Among the features highlighted during the showcase were construction techniques for beach environments, meandering sidewalks to manage speed and provide aesthetic relief, techniques employed to accommodate existing users (such as anglers), methods for meeting the requirements of the Americans with Disabilities Act, specialized signal timing and equipment to support trail users at intersections, tree root protection, and solar versus standard electric flashing beacons.

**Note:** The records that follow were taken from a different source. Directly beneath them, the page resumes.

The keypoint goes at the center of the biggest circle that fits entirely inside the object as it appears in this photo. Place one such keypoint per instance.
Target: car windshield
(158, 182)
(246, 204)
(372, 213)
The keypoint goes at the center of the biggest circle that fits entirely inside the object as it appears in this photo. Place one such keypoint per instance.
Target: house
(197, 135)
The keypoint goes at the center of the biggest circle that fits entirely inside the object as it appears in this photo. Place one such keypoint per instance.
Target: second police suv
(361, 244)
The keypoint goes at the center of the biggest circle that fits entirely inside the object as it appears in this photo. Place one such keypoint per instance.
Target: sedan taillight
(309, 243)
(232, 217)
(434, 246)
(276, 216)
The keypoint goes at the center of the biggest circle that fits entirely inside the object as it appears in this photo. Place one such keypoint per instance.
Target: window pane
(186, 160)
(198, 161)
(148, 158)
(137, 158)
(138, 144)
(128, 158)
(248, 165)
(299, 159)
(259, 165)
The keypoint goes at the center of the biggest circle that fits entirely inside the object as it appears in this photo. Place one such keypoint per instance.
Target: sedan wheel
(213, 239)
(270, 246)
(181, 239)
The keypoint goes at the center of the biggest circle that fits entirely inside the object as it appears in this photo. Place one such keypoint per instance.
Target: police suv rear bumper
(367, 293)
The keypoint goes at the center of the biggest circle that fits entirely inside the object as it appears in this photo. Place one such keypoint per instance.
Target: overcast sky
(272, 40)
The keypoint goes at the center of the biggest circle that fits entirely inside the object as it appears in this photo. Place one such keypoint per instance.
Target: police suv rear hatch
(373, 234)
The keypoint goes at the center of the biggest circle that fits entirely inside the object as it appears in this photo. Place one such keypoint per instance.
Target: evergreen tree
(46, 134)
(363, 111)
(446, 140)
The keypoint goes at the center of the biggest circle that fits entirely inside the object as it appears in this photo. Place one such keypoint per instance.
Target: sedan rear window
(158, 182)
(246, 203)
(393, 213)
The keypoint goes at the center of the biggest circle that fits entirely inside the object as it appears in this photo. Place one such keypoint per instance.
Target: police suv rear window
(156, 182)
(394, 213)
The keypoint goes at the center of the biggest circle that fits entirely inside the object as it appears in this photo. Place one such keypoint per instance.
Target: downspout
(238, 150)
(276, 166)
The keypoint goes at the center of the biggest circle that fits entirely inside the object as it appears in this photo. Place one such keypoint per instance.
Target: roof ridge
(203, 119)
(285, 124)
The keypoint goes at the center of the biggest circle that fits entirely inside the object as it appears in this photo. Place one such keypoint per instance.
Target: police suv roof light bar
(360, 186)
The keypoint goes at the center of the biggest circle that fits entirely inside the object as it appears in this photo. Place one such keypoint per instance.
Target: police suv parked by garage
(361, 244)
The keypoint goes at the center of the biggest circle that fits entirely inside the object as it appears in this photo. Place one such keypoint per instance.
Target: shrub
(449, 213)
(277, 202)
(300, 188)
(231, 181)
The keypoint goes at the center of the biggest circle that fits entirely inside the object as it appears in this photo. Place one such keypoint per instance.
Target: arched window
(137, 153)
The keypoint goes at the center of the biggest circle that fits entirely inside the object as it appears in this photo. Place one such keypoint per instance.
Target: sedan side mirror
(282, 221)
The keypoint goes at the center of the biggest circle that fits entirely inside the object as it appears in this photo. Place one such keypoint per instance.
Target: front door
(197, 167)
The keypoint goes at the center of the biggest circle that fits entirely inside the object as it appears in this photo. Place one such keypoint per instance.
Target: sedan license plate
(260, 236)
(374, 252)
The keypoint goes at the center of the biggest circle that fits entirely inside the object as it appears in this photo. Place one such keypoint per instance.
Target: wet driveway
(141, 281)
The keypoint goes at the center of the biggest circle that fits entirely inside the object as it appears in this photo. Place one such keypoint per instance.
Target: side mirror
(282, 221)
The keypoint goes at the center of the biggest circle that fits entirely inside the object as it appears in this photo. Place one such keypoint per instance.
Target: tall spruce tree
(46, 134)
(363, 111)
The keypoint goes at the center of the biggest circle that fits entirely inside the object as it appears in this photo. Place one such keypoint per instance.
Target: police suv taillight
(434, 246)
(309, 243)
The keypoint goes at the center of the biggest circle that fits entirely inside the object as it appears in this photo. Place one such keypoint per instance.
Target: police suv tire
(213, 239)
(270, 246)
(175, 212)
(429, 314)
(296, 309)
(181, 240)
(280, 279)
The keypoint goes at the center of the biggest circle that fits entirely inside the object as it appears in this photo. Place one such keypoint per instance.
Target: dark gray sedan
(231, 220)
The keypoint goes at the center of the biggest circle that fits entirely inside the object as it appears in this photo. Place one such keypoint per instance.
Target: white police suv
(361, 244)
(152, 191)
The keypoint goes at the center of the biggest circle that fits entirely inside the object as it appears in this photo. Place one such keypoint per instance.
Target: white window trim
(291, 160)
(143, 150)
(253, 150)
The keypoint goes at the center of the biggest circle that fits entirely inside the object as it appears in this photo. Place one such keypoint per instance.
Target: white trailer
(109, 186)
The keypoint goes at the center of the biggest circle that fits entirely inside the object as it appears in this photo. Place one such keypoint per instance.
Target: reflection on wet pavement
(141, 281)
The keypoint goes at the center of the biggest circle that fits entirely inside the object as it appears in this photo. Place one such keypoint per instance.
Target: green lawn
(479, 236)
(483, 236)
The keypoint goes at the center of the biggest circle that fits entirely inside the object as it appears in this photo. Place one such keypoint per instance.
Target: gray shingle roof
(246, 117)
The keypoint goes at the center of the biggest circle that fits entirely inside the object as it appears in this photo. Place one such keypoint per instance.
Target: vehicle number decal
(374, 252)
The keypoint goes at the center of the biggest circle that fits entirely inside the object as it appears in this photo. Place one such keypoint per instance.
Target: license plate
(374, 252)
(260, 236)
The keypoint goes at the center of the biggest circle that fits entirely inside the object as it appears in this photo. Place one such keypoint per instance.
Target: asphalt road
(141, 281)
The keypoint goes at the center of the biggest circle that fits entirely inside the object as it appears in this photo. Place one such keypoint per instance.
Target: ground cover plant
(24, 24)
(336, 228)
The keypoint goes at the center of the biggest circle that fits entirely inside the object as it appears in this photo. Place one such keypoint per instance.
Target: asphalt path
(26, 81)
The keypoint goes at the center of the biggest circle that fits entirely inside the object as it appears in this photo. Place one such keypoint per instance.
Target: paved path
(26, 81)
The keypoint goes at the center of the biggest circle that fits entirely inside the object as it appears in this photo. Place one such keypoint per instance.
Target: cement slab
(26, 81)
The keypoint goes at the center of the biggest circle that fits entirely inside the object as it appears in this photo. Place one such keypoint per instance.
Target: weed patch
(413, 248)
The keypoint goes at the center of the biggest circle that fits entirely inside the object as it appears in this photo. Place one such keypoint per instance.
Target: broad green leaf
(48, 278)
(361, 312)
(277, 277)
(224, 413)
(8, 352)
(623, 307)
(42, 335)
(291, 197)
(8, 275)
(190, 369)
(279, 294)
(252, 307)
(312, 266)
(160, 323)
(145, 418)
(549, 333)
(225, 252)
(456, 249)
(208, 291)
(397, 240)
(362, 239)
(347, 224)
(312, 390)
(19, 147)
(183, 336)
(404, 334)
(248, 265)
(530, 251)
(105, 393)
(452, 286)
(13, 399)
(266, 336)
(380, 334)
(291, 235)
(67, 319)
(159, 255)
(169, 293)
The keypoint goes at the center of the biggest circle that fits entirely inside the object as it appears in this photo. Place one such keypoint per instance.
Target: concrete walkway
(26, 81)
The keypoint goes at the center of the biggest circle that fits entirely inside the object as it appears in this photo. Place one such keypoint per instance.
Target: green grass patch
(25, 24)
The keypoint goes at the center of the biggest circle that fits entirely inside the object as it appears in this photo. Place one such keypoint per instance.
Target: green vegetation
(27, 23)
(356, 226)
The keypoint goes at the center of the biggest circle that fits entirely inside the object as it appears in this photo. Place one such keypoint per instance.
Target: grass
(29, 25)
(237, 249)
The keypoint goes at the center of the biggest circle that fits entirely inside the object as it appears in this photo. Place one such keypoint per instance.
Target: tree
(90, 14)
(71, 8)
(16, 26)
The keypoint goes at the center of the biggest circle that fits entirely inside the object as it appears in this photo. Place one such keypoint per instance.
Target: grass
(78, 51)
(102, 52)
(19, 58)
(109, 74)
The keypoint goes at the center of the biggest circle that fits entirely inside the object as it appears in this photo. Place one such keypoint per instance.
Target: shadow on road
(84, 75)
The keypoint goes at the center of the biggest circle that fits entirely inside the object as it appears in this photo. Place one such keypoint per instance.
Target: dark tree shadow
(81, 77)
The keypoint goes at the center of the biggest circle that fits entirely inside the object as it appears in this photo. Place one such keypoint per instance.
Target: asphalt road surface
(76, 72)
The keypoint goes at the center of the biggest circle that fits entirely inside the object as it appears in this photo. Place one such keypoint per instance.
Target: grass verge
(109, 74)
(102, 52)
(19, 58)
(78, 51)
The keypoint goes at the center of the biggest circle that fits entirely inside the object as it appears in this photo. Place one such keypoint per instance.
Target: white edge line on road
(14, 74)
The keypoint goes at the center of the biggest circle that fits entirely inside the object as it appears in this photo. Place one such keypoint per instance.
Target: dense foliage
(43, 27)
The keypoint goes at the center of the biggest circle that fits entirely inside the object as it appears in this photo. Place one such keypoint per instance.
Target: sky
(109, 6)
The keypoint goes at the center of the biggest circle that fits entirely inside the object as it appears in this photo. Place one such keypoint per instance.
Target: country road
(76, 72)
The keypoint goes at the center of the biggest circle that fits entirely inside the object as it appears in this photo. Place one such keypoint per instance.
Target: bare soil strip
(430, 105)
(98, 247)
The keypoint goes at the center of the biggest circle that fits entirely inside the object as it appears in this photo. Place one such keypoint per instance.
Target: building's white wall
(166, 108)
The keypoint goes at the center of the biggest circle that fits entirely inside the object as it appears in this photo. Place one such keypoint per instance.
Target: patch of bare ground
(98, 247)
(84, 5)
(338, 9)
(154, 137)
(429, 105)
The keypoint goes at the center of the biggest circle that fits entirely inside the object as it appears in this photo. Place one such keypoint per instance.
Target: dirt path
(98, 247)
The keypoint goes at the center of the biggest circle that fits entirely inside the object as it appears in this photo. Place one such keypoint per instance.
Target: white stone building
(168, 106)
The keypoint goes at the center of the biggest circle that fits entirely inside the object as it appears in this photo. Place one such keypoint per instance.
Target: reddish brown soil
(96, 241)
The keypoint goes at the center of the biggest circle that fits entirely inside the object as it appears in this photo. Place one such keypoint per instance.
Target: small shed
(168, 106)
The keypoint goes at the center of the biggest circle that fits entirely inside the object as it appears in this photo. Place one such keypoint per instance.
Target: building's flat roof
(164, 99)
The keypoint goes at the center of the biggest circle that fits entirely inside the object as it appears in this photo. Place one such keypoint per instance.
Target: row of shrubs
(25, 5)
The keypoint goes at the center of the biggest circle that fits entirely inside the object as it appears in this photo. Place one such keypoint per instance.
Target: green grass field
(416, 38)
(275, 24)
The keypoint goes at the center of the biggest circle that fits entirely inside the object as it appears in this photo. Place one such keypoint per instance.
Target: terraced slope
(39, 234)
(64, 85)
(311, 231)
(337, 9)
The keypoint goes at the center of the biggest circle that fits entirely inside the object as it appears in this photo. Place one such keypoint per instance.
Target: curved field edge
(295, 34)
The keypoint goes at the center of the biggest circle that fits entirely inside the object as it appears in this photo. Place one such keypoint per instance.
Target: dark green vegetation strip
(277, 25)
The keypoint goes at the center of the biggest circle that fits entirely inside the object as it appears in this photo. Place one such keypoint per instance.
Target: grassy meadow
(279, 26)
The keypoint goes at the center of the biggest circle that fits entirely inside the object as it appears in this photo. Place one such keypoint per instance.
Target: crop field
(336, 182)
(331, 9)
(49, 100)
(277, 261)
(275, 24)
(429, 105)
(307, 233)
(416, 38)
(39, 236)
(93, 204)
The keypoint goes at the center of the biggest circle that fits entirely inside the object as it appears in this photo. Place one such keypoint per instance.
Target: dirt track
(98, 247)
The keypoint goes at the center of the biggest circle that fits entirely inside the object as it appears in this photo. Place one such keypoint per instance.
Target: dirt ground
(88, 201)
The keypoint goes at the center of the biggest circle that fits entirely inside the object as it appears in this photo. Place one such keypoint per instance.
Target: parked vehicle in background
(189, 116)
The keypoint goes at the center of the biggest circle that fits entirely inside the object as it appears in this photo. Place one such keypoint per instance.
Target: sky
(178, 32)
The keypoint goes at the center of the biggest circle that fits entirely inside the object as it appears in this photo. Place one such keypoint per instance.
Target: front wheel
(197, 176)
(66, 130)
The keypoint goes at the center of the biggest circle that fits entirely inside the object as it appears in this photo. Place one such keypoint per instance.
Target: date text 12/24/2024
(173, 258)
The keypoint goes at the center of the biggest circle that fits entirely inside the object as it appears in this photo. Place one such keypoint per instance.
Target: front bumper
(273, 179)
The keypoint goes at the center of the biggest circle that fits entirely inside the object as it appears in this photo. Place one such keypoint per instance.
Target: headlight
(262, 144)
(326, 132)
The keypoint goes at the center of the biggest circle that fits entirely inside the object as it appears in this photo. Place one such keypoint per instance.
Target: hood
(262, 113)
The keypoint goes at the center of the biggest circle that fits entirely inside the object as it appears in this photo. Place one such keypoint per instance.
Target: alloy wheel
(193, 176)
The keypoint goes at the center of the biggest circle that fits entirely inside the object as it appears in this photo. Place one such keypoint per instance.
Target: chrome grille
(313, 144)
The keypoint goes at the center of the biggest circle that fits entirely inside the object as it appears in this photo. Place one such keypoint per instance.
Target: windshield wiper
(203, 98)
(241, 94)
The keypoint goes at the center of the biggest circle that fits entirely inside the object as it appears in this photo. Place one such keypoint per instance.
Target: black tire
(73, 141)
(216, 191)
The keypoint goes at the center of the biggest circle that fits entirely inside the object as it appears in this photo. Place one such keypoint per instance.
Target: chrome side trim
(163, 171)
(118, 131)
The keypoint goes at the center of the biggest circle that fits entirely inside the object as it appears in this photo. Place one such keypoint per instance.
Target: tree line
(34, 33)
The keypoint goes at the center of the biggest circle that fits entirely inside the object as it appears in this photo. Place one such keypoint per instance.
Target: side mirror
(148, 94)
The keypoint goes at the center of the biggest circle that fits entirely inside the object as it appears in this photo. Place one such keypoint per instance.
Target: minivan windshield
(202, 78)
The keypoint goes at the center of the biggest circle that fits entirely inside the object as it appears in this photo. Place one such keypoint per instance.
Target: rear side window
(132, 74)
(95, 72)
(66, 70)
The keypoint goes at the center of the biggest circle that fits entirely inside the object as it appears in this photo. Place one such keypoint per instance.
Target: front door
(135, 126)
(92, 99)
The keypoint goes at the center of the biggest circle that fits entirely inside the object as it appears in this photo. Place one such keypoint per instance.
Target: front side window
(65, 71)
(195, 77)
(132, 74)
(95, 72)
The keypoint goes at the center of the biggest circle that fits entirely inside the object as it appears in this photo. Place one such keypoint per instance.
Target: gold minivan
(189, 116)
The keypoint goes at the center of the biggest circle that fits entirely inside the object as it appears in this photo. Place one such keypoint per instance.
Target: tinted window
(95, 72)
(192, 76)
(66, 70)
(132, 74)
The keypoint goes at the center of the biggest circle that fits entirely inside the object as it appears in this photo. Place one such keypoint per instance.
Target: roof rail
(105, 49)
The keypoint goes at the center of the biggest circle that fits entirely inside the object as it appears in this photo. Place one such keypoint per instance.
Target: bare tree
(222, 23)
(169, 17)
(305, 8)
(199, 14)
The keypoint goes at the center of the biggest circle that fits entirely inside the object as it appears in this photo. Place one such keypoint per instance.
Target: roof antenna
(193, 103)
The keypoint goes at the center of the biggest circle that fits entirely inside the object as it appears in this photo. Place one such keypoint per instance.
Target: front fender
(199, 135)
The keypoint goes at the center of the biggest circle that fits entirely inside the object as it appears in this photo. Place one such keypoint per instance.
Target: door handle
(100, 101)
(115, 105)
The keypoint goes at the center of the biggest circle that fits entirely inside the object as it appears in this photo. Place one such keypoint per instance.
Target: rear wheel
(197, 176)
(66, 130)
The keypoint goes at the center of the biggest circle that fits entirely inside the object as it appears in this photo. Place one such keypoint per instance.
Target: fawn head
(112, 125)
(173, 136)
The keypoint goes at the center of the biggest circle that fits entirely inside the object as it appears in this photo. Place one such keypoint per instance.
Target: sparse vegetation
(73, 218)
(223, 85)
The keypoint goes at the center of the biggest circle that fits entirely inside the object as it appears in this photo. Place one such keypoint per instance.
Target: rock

According to Peaslee, what was unique about the Gulf Breeze showcase is that it involved cooperation among so many different agencies and interest groups. And, despite happening just 1 month after September 11, 2001, 38 attendees representing 27 different entities turned out for the event.
Qualifying for a Showcase
For a product or service (technology) to qualify for a showcase, it must meet four guidelines. First, the technology must address a common professional problem, and it must be in current use and nominated by a user agency. Second, the technology must hold promise for a substantial improvement over the currently accepted practice. Third, the vendor or contractor must conduct a real-time demonstration of the technology in actual use by the user agency. Finally, the user agency must participate actively and have personnel available to discuss all aspects of the project.
According to Peaslee, all the showcases to date were initiated by local agencies that were so pleased with the outcome of a new technology that they were excited and willing to share it. If a manufacturer wants to see its product in a showcase, then it needs to seek out a municipality that wants to use the technology. "Our interest is only in information exchange," Peaslee says. "It is not our place to judge a technology or product. We just provide the format for information distribution."
Measuring Success
By coordinating with industry, local agencies, State DOTs, and the research community, the Product Demonstration Showcase Program provides a proven method for hastening technology implementation and justifying investment in research. Since the first showcase in 1998, local investment in technologies similar to those demonstrated during the first five showcases exceeds $104 million. This figure does not include the investments made by the hosting agency or any Federal, State, or private enterprise, so it truly reflects implementation by local agencies as a direct result of knowledge acquired through a specific showcase.
Although the first five showcases took place in Florida, the goal is to expand the program nationally. "A small city or county isn't going to send people across the country to attend one of these events," says Peaslee, "so our next phase is to encourage showcases on a regional basis."
Until recently, information about upcoming showcases was available only through LTAP newsletters and word of mouth. But, thanks to a new Web site and partnerships with the American Public Works Association and the National Association of County Engineers, the showcase program now has the capacity to reach a much broader audience.
"With a demonstration, people learn from seeing and doing," says Bill Evans, the LTAP manager with FHWA's Office of Professional Development. "The Florida LTAP center has done a professional job of putting the demonstrations together and creating a credible entity for the distribution of information about new technologies."
John J. Sullivan IV is a contract writer and assistant editor for Public Roads magazine.